The bigger issue is that collecting this data will be boring. Sure, the first new collection protocol or measurement system will get into Nature, Science or Cell, but after that it's just a churn of boring experiments replicating methodology to capture every conceivable dimension of data. Public research funding organisations don't exist to fund this work, scientists won’t write a grant for it, even bachelor-student interns can't scale it up except in a citizen sciencey sort of way. Only companies that employ technical personnel stand a chance at maintaining motivation to run the same experiment a million times. And the companies that do this will expect a commercial return on the emergent properties of their data collection.5
I am actually optimistic
Despite the above, I do subscribe to the idea that models of life are possible and a genuinely exciting pathway science is progressing down. But I have significant concerns that the current technological promises being bandied about are nuclear fusion levels of feasible. That doesn't mean we shouldn't be planning for their emergence or their impact, just that it's a multi-decade trillion dollar endeavour that will be hard-wired to great power technological rivalry.
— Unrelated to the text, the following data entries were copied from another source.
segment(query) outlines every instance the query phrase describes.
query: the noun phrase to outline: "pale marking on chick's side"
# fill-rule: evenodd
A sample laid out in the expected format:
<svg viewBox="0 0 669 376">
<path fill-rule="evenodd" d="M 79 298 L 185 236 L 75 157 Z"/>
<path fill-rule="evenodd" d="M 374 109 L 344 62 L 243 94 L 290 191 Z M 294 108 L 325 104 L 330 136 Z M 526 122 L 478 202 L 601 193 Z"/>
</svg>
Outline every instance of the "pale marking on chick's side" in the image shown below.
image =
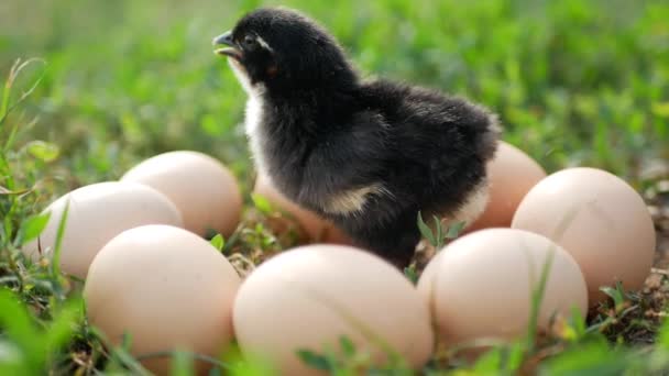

Even in the last few weeks we've seen a publication come out using AI to predict 3D folds for DNA and another ground breaking model for enzyme function. But I can't help thinking we're still looking at DNA and the rest of the molecular world in the same way we listen to whale songs. We know there is complex meaning embodied in these information substrates but we haven't the foggiest what that meaning is. It really could be “so long and thanks for all the fish” and we wouldn't know
Technological blocks to look out for that if overcome would change this assessment:
Dramatic increase in high-throuput soft-robotic workflows in biofoundries that incorporate analog bio-hybrid chips to churn through data collection with AI-enabled tagging of metadata. Watch commercial biofoundries #Ginkgo to track this space.
Experimental examples of model of life unity that incorporate two or three models in one protocol. Early warning of change.
New measurement tools for intracellular dynamics that are amenable to industrial scale up via robot handling. Key enabling capability.
The TL;DR series offers diving boards for reflection on the hinge and anchor points of the bioeconomy.
I am taking a bit of liberty here in assuming knowledge about biological universal constructors and the interwoven history of thought across physics, computing and biology.
Hindsight is wonderful isn’t it. Where is the DNA and RNA? That’s the question I immediately asked myself after this figure was published. Then I wondered why I’d focused so wholly on the visible spectrum because it turns out infrared is a cool way to cage genes in optogenetics.
Horizontal gene transfer, viral invasion of DNA, reverse transcription, on and on and on, we just keep finding weird and wonderful ways that information gets in and out of the helix. Central dogma be damned.
I highly recommend reading this recent post on Fast Biology for a closer look.
Maybe a self-driving laboratory will be able to do this at speed and scale. An exciting area to watch for potential solves of this bottleneck.